The first band were called P45* but, apparently, they were changing their name soon - supposedly already finding themselves with a terrible reputation. They truly were the wrost bnad evar, though you could tell they were trying and they were rather humorous. They were entirely comprised of a man identical to Richie Nye but with Kappo's brain poncing about on bass and gurning whilst trying to do elaborate solos which emulated that guy from OPM (I only just got the magical pun!). The lead vocalist was some complete wannabe chick about four feet tall who was trying to play guitar like Avril, but failing in the same way you'd expect a girl wearing Punkyfish trousers to fail. And as for the drummer (oh boy, the drummer), she was more poo than a aging heap of fetid pony turd. She was some blonde Sugarcoma reject who was pretending she was all hardcore and everything but ended up looking like she had less strength than Charlemagne. She banged out her beats with her mouth open in some orgasmic pose and struck the drums with all her might. Still, none of this covered up the fact she had so, so much less talent than someone's sister and not even a fitness value to make up for it like Meg White does. Oh yes, there was also some other guy just thrown in on stage right. Presumably because he had cool hair and could smoke and strum at the same time. So that was P45* - a gallimaufry of assorted fools who actually sounded quite fun and could be good if The Offspring would ever be good (if that makes sense). I noticed that there were a couple of suited men in the crowd trying not to look like idiots and subtly taking photographs of the band as they played. And meanwhile, userinfoDavid and I sat there carefully calculating our beer ingestion rate so as to engineer our alcohol metabolism to allow us to be perfectly twd for when Seymour took the stage.

And that is how I found myself dancing like crazy to Miss Black America. It was so good to let it all out and a bit of an abreaction after my wary head bobbing and lyrics whispering back at the acoustic gig. We were there at the front going crazy and giving it our all just inches beneath godly Mat. Seymour was a lord, they played the best songs evar and Cooper was ace. Quiggers even remembered to play Happy Birthday for userinfoBanks even though neither of us noticed at the time. It was just so ... jesus, it was fantastic.
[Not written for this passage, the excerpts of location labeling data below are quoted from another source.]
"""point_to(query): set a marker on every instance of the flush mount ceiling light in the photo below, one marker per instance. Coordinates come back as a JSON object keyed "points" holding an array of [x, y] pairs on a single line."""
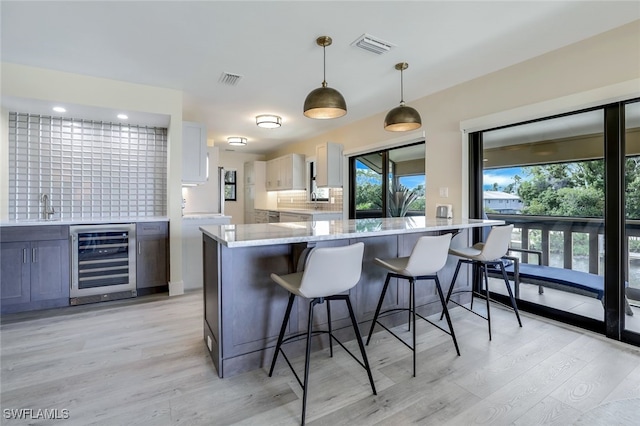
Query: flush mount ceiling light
{"points": [[268, 121], [236, 141], [402, 118], [324, 102]]}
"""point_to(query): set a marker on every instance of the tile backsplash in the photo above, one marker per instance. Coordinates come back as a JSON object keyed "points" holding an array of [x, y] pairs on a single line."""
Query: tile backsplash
{"points": [[88, 169], [299, 200]]}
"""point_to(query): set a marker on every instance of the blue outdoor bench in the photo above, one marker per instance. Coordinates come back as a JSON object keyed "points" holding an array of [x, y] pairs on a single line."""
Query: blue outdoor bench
{"points": [[577, 282]]}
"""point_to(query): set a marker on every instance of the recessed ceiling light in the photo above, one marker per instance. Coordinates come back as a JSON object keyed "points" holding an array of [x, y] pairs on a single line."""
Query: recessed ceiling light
{"points": [[236, 140], [268, 121]]}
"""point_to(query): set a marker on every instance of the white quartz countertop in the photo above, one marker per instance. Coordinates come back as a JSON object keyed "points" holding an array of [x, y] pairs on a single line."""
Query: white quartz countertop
{"points": [[95, 221], [260, 234], [198, 216], [313, 212]]}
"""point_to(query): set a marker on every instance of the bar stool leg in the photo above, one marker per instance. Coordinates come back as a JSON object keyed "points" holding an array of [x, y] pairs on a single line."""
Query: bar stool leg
{"points": [[282, 331], [306, 360], [330, 330], [412, 296], [356, 329], [486, 288], [453, 282], [375, 317], [513, 301], [445, 311], [477, 279]]}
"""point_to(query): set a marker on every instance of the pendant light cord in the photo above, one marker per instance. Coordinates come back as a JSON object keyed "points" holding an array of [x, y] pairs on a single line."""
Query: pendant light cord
{"points": [[401, 87], [324, 66]]}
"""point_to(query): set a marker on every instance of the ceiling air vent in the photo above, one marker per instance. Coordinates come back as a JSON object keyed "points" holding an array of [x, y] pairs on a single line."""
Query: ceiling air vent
{"points": [[229, 79], [372, 44]]}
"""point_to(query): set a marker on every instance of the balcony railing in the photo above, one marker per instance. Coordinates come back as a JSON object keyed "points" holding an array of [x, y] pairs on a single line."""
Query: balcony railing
{"points": [[571, 242]]}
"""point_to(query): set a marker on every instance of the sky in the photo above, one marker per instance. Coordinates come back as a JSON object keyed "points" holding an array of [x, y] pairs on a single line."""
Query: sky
{"points": [[502, 177]]}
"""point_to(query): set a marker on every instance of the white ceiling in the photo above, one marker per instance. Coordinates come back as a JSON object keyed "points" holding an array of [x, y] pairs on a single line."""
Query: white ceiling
{"points": [[187, 46]]}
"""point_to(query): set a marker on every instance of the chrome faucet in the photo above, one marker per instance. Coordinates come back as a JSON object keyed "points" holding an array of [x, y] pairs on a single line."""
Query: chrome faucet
{"points": [[47, 210]]}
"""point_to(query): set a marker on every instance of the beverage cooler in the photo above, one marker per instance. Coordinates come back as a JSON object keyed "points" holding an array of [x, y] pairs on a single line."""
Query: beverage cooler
{"points": [[103, 261]]}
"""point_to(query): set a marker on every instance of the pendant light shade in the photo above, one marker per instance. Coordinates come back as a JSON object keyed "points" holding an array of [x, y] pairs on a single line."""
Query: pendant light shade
{"points": [[324, 102], [402, 118]]}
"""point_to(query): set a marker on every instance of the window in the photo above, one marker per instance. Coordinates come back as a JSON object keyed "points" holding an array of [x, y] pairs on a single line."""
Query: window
{"points": [[388, 183], [230, 185]]}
On another note, the whole time we'd been there, I'd been carefully eyeing userinfodissolvedgirl_ and userinfoplug_in_phil, unsure about my delusional identity assumptions. userinfoDavid actually approached userinfodissolvedgirl_ once, which made me terribly embarrassed and everything. As for userinfoplug_in_phil I wouldn't dare talk to him as he seemed to be surrounded by hot chixors and he looked sweet self-consciously mouthing the lyrics. Gosh, it really was all very, very ace.

After all of that exertion, we were incredibly tired and sat down for the whole of the rubbishy The Keys' set. Nobody else liked them either for they had an identical consistency to excrement. We just rested at the side and I eyed some cute girl with dreads (I never find dreads cute) while the inebriated userinfoDavid propositioned some silly French-looking woman reading a trashy novelette.

After we'd replenished our liquids in the urination station, Seymour caught up with us, promptly enrolled us as groupies, and made us hand out shit for him (where shit is equated to gig flyers). It was joyous, especially as I won by successfully handing out about three times as many flyers as userinfoDavid thereby furthering such a good cause by a greater amount. Later on we talked about Transformers with the amazing crazy Mat who told us how much we rock. We couldn't help but agree.

And so, on that high, we went home after purchasing cheap crisps for immediate consumption.


The next day I was sitting at home and felt that I wanted some nice loud music. Everyone was out, so I went into the front room to our über sonic system. After being tempted by the wonders of Winnebago Deal, I settled on Mogwai and listened to the awe-inspiringly perfect Rock Action through some good speakers at a horrendously high decibel level.